Now in Todd Strauss-Schulson’s “The Final Girls,” we have a brilliant homage to '70s and '80s slasher films in the bloody vein of “Sleepaway Camp,” “Texas Chainsaw Massacre” and “Halloween.”

After losing her former “scream queen” mother (Malin Akerman) in a terrible accident, Max (Taissa Farmiga) is struggling to move on when a distant friend invites her to a screening of her mother’s most famous role in a campground horror movie. When a freak accident causes Max and her friends to flee through a tear in the movie screen, they find themselves on the very campgrounds the movie is based in. Now they must survive a maniacal mass murderer (and '80s sexism) in order to make it back home. A simple premise complicated by the presence of Max’s mom in the movie within a movie.

Director Strauss-Schulson lays the horror-movie references on thick. Masked murderer? Check. Flat characters? Check. Groan-inducing dialogue? Check. The movie within a movie that only runs 92 minutes? That’s there too.

Farmiga plays the exasperated, unwilling participant until it’s clear there’s a murderer on his way to get them, complete with synth sound effects to announce his arrival. Farmiga’s Max and Nina Dobrev’s mean girl, Vicki, have a contentious relationship over boy-toy Chris (Alexander Ludwig), which further complicates survival planning. Step-siblings Gertie (Alia Shawkat) and Duncan (Thomas Middleditch) provide comic relief and some horror movie survival tips. The supporting cast really sells “The Final Girls” and keeps the laughs going throughout, reacting to horror movie tropes like slow-motion and black and white flashback sequences.

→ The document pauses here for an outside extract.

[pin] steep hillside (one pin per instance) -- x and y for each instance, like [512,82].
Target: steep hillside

“The Final Girls” is a movie treat for longtime horror-genre fans and occasional moviegoers alike. You don’t need to understand every “Sleepaway Camp” reference to laugh throughout the film, as much of the humor is based on genre generalizations. The writing, editing, synth soundtrack and low-budget look capture the era to comedic effect, framing it for modern-day outsiders to have their laugh. “The Final Girls” is a nostalgic love letter the ways we were scared way back when and how we can laugh at it all now.